My room is a dumping ground

Introducción

Saturday, November 19, 1994 (10:00 am)

Habíamos dicho que, debido al mal tiempo, a la climatología otoñal, esta mañana de sábado, las niñas que se han quedado este fin de semana en el St. Clare’s no tienen permiso para salir de paseo y que, en principio, todo está muy tranquilo. Las tutoras no esperan que ello las altere demasiado el ánimo de nadie.

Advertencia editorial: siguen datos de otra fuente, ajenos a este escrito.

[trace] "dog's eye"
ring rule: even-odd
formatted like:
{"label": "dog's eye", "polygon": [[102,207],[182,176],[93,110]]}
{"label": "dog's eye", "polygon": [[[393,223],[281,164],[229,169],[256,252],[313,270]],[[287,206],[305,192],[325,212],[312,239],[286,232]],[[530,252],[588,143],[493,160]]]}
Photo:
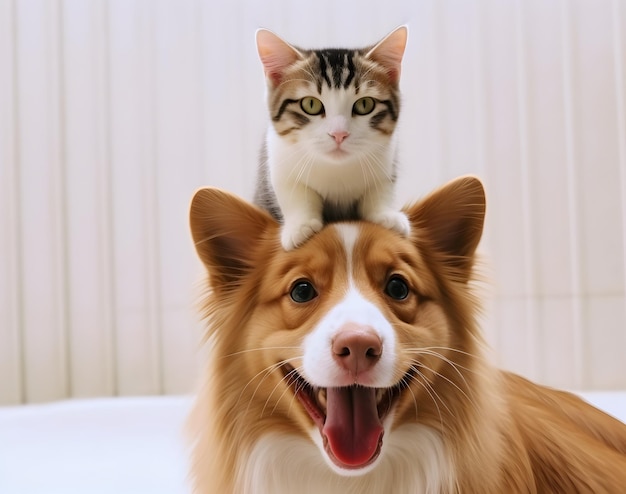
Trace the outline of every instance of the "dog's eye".
{"label": "dog's eye", "polygon": [[317,297],[315,287],[308,280],[298,280],[293,284],[291,292],[289,293],[291,300],[299,304],[310,302]]}
{"label": "dog's eye", "polygon": [[385,293],[394,300],[404,300],[409,296],[409,285],[402,277],[395,275],[387,281]]}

Dado que Jessica es consciente de que no se encuentra sola, prefiere refugiarse en su dormitorio, en el trastero, en el lugar más aislado y tranquilo de toda la casa, donde, al no ser la única que acapara la atención, espera que se le permita pasar desapercibida. Está desaparecida hasta que la llamen para comer, con la tranquilidad de que no se ha escapado sin permiso.

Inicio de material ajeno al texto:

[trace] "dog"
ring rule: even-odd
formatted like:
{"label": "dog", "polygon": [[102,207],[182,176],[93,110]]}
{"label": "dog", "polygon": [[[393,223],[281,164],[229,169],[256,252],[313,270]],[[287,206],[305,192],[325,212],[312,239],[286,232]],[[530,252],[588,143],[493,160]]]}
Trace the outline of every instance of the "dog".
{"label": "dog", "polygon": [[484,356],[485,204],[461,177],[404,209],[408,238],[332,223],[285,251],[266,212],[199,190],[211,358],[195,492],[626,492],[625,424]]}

¡Libertad un sábado por la mañana! No hay paseo, pero se puede relajar, olvidar del mundo como supone que el mundo se ha olvidado de ella. En realidad, iría a reclamar algo de atención por parte de Ana, pero ya intuye lo que ésta le propondrá para entretenerse y no es algo que le motive de manera particular, de manera que prefiere esta tranquilidad.

¡Esto es una leonera!

Entre las responsabilidades y desventajas de ocupar el trastero como dormitorio individual está la tarea de mantenerlo ordenado, no como si fuera a ser portada de revista, pero al menos que no provoque que nadie se arrepienta de asomarse por allí de vez en cuando.

Es decir, que cuantas menos ocasiones habrá para que le llame la atención, menos motivos dé para que se replantee esta concesión. Eso de «todo gran poder exige una gran responsabilidad» porque hay que entender que este privilegio que se le ha dado implica un coste y una serie de problemas para los demás.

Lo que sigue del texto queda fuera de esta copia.